16. The non-transitory computer readable medium of claim 13, herein the non-rebalancing operation is a write operation associated with new data, wherein the rebalancing operation includes writing the new data to the new storage capacity and updating a rebalance target value for the pre-existing storage capacity.

17. The non-transitory computer readable medium of claim 13, wherein the non-rebalancing operation is a background scrub operation, wherein the rebalancing operation includes writing, to the new storage capacity, data from the pre-existing storage capacity that has been scrubbed.

18. The non-transitory computer readable medium of claim 17, wherein the code further causes the processor to: adjust a rate of a writing operation and adjust a read rate of the background scrub operation to be substantially equal.

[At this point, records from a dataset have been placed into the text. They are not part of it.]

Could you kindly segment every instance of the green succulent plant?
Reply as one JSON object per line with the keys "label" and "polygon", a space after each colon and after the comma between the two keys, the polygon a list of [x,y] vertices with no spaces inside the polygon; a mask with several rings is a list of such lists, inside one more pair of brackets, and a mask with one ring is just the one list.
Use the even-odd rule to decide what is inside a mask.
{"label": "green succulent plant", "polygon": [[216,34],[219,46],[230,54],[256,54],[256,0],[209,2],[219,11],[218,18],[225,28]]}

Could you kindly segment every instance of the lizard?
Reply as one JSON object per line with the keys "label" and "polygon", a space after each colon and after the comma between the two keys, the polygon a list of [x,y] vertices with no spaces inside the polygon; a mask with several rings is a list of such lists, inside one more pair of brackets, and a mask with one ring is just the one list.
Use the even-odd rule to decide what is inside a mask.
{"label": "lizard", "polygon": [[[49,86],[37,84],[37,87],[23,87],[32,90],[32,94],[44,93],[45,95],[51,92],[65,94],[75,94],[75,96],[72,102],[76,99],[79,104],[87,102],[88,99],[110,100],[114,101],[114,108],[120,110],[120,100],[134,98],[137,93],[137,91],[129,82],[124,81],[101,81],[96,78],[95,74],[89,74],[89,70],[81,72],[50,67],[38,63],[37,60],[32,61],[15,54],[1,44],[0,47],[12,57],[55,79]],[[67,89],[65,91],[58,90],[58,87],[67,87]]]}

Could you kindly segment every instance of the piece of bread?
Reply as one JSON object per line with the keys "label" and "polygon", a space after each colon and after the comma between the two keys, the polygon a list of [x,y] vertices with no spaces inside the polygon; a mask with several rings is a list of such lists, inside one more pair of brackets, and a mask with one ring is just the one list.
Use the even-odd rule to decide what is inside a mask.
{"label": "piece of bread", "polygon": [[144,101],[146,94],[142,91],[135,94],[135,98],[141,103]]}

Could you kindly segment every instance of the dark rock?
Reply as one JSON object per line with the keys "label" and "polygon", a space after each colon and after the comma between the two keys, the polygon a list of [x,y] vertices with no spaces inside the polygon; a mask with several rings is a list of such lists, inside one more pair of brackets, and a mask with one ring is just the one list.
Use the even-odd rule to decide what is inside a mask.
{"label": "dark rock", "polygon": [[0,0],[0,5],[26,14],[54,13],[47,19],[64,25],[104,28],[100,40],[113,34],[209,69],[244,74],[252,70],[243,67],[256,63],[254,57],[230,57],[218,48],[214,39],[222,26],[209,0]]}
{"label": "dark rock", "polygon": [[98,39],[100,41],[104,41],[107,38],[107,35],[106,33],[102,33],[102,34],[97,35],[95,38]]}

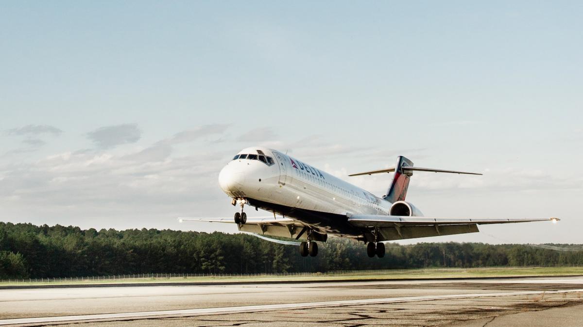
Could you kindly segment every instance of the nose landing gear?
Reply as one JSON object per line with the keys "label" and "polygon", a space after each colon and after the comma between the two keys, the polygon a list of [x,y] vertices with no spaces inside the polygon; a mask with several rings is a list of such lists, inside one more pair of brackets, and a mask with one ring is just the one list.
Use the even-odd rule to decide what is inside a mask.
{"label": "nose landing gear", "polygon": [[[236,200],[233,199],[233,201]],[[245,202],[245,199],[241,200],[241,213],[235,212],[235,223],[245,223],[247,222],[247,214],[243,212]]]}

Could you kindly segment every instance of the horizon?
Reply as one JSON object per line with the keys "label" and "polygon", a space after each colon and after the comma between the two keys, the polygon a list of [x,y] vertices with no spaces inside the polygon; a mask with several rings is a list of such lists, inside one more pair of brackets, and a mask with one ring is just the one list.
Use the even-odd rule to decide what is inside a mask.
{"label": "horizon", "polygon": [[561,3],[5,2],[0,221],[237,232],[176,218],[231,216],[219,172],[257,145],[377,196],[392,175],[347,175],[484,173],[414,174],[427,216],[561,219],[401,244],[577,244],[583,7]]}

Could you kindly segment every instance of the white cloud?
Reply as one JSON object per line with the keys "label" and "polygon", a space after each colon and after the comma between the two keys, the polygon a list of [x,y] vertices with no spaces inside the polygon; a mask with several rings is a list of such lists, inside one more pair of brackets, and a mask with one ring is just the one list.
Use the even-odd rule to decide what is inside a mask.
{"label": "white cloud", "polygon": [[109,149],[139,140],[142,131],[136,124],[123,124],[100,127],[87,133],[87,138],[98,148]]}
{"label": "white cloud", "polygon": [[19,136],[36,136],[46,134],[58,136],[63,132],[60,129],[50,125],[26,125],[22,127],[9,129],[5,131],[9,135]]}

19. The non-transitory computer readable medium of claim 13, wherein the code further causes the processor to: mark as free an address associated with the requested data and the pre-existing storage capacity after the non-rebalancing operation has been completed.

20. A data storage system comprising:

pre-existing data storage capacity;

new data storage capacity; and

a control system including circuitry with logic programmed to rebalance data from the pre-existing data storage capacity to the new data storage capacity in connection with a non-rebalancing operation performed on the pre-existing data storage capacity.